China’s antitrust regulator blocks Tencent’s US$5.3 billion merger of game streamers Huya and Douyu in landmark anti-monopoly case

  • Huya and Douyu announced a merger deal last October to create a US$5.3 billion giant with almost 300 million monthly active mobile users
  • The aborted merger is the latest blow to China’s tech sector as regulators step up their scrutiny of monopolistic behaviour

China’s antitrust watchdog officially blocked the merger of Huya and Douyu International Holdings, China’s two biggest video game live-streaming platforms, both backed by Chinese tech giant Tencent Holdings, in the latest blow to the country’s tech sector as Beijing intensifies its regulatory scrutiny.

The State Administration for Market Regulation (SAMR) said the deal would have strengthened the dominant position of Tencent, which holds majority stakes in both companies, considering it already controls 40 per cent of online game operations, according to a statement on the agency’s website on Saturday.

The merger “may have the effect of excluding or restricting competition, which is not conducive to fair competition and may damage the interests of consumers,” SAMR said in the statement.
Huya and Douyu announced a plan to merge last October, which would have created a US$5.3 billion giant with almost 300 million monthly active mobile users, putting in a position of taking on’s streaming service Twitch.

As the two biggest players in the sector, Huya and Douyu already accounted for 40 per cent and 30 per cent of sales respectively, and 45 per cent and 35 per cent of active users, according to SAMR.

Shenzhen-based Tencent – which held a 43 per cent share of China’s video gaming market in 2020, according to market research firm Niko Partners – owns a 37 per cent stake in Huya and 38 per cent of Douyu. It would have owned about 67 per cent of the merged enterprise.

The decision not only inhibits the tendency for tech firms to take dominant positions in game live-streaming, it directly targets Tencent, which “sends a deterrent message to other major players in the industry”, said Liu Wenjie, a law professor at the Communication University of China, who expects to see more frequent and tighter scrutiny in antitrust reviews going forward.

The move to block the merger is the first of its kind in the area of business concentration, one of three categories under China’s Anti-Monopoly Law, said Zhang Chenying, adviser to China’s antitrust committee and a law professor at Tsinghua University.

The case, which will have “far-reaching influence and set an example for anti-monopoly actions against platform economies,” sent a clear signal that Chinese regulators will not permit monopolistic behaviour, Zhang said in an article published on the SAMR website.

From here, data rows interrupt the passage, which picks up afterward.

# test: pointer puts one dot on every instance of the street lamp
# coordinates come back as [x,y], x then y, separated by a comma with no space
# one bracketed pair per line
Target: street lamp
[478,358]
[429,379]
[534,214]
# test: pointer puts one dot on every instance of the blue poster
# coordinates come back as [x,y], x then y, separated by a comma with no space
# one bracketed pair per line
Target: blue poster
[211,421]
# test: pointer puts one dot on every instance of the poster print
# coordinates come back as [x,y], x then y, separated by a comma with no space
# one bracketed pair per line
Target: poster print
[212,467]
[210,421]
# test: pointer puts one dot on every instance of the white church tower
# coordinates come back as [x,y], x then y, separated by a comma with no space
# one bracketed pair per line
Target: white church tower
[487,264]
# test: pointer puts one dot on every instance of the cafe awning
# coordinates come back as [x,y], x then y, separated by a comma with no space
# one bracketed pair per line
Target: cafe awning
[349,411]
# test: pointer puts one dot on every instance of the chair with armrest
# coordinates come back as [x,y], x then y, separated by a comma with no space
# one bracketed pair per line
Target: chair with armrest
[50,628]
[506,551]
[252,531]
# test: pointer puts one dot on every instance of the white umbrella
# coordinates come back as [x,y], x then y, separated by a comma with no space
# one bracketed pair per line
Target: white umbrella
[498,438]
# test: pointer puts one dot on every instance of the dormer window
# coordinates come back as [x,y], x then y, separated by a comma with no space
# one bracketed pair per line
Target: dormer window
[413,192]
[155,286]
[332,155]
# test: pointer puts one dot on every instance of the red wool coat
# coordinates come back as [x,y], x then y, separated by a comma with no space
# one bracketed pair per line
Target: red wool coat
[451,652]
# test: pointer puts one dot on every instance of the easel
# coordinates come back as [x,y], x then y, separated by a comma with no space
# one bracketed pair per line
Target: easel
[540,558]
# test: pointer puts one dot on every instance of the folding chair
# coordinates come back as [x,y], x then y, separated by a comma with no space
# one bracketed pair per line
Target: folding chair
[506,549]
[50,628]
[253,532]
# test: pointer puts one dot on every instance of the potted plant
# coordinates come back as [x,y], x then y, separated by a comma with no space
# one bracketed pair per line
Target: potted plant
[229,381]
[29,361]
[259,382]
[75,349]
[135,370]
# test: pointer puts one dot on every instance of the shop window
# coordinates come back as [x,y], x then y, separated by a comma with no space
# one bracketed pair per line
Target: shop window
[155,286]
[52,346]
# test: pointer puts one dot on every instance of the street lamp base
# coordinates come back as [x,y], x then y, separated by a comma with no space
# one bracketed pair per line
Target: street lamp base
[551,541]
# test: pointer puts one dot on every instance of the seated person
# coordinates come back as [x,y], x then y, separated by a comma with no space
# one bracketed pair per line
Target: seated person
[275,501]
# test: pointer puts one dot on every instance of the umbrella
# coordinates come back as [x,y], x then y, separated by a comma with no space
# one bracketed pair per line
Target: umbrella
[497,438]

A screengrab of Chinese live-streaming platform Douyu

SAMR said it opened an antitrust review into the proposed merger in January, and has solicited comments from relevant government agencies, experts and competitors in the industry. The agency communicated with Tencent throughout the review, and although the company submitted a revised merger proposal, it failed to mitigate the negative impact on market competition, SAMR said in the statement.

Tencent said in a statement on Saturday that it “will abide by the decision, comply with all regulatory requirements, operate in accordance with applicable laws and regulations, and fulfil our social responsibilities.”

Huya referred to the Tencent’s statement when reached for comment. Douyu said it “fully respects the regulatory decision” and will cooperate with regulatory requirements.

The aborted merger of Huya and Douyu is the latest blow to China’s tech sector as regulators step up their scrutiny of monopolistic behaviour. SAMR hit Alibaba Group Holding, owner of the South China Morning Post, with a record fine of 18.2 billion yuan (US$2.8 billion) in April for breaching the country’s anti-monopoly law.

It has since pursued investigations into Chinese on-demand delivery services giant Meituan and online housing broker KE Holdings.

Compared to Alibaba, Tencent has been punished with relatively minor fines for failing to disclose its merger and acquisition deals to the authorities.

The Hong Kong-listed company already owns stakes in US-based developers Riot Games, Epic Games and Activision Blizzard, as well as South Korean firm Krafton and Japanese company Marvelous. In 2016 it outlaid US$8.6 billion to take over Finnish mobile game developer Supercell.

Tencent continues to grow organically, as well as through mergers and acquisitions, investing in gaming companies at a record pace this year. It had invested in a record 62 gaming companies by the end of June, according to Niko Partners, averaging a new deal every three days.